Sameer is so destined to be in south that when he will get to settle in New Delhi.. it will no longer be called New Delhi…it will become old.

So destined is Sameer to be in south that those who still are in talking terms with him even are not getting chances to come back to delhi. Those who have stopped all communications with him have slowly and steadily left south and have finally settled in Delhi… like the Prominent member of elite gang…Charlie’s angles (oops I did it again…TYPO..angels) or the guy who was so forthcoming and touched everyone’s heart that even the girls used to say…”u kno he touches a lot” or others whose names are worth not mentioning.

Well there have been few developments in the lifes of the sameer wadheras.. he has finally decided to settle down in south (decided..huh!!! one should ask him.. is he the "one" who is deciding??). He has Lready iSTARTED to look for south yendian baybes (thats the best i can try for s.indian accent). SO !!!! SOUTH INDIAN BAYBES !!! dont waste any more time and go thru this blog properly before finally deciding to reject the opportunity of settling with sam. u will find a dustbin near the thiruuviruguruallaruukurumanglam beach ..wrap this proposal in banana leaves and throw it theyre.

FYI Sameer has already started new dishes and is the only person for national integration cause..mixing north with south is his forte .. his newest dish is Saag Dosa (palak ka saag stuffed in dosa), he has already experimented with baigan bharta dosa , boneless chicken pieces in place of onion in Uttapam, Tandoori Idli etc.

To end it .. I will give u a PJ
What would u call a S. Indian rich person?

S.ameer (S. for south and ameer for rich)

For further information on Sameer Wadhera …pleeeez log on to www.MainDelhiJanaChahtaHun.com or write us to SameerWadhera@MujheDelhiBhejo.com

If you forward this link to 7 more person dying to get back to delhi then Nothin would happen.. I assure you of that..It really works.. u might give it a try.. but seriously nothing wud happen

Disregards

A.N. (as mentioned in earlier blog..top 5 people who make ??????? laugh)

Unknown said...

Sameer i am going to make a movie on u.. that will win oscer's for best foreign film

the name will be Southern Promises... hahahaha

Unknown said...

Lol... I will make my colleagues read this.

तुषार वर्मा said...

amit: HAHA ,rotfl. I fell of the chair when i read that one abt new to old delhi. U still haven lost ur... touch, (ahem).btw i once gave him a new name Sameer VijayWadara.

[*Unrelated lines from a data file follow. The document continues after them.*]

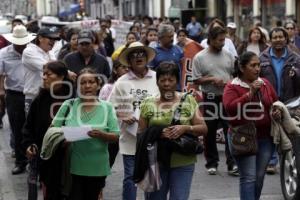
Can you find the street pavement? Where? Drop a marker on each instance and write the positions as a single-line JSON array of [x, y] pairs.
[[204, 187]]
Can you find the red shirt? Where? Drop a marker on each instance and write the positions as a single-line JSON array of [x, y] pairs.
[[241, 109]]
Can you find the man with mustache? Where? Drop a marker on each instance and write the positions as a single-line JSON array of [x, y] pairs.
[[281, 66], [165, 50], [12, 84], [212, 69], [34, 57]]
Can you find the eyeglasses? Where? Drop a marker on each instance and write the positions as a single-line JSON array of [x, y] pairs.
[[137, 54]]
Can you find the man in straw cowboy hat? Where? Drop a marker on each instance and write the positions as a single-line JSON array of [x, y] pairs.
[[128, 92], [12, 69]]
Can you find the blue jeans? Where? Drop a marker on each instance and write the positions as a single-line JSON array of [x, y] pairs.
[[274, 158], [177, 181], [129, 188], [252, 169]]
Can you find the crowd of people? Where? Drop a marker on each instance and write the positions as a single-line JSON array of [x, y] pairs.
[[54, 79]]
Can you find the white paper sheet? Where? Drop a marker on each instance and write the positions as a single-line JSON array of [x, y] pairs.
[[132, 128], [76, 133]]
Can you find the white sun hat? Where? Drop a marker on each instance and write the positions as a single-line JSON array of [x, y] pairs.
[[19, 36]]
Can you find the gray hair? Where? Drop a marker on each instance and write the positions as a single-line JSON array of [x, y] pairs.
[[165, 28]]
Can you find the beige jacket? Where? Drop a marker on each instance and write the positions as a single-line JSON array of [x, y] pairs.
[[280, 130]]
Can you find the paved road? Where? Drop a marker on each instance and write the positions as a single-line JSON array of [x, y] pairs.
[[204, 187]]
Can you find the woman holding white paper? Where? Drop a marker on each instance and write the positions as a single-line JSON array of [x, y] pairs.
[[89, 158]]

booger: sure, do that. jus ensure u dont show it to any evil martians (HR) in ur company.

Anonymous said...

V. Funny (9/10). Does that remind you for ur unit test copy. If U force me to write comments TDV, this is wot u r going to get.

Jokes aside...this one is indeed funny...though t the cost of some poor bloke. I loved 'At one time last year, there were more resumes of SW floating than rumours of AbhiAsh wedding.'

Keep up the noble work of infusing humor into the lives of overworked bankers.

Quaintzy Patchez said...

...and overworked (need-i-say-UNpaid?) geeks ;)

420man said...

when u gonna write bt me hon?

420man said...

and tht bitch narwal is still in love with the utterly puerile austin powers
@amit- watch chuck..its a 45 min pj

@tdv- dont use my real name- MC will do nicely.

@narwal-i know what you are thinking now-dont try to shortchange my name into an abv for a hindi gaali

तुषार वर्मा said...

@chandan- sure am going to write abt you. but it will take a book to do justice. at least thats what the folks at harper collins seem to think.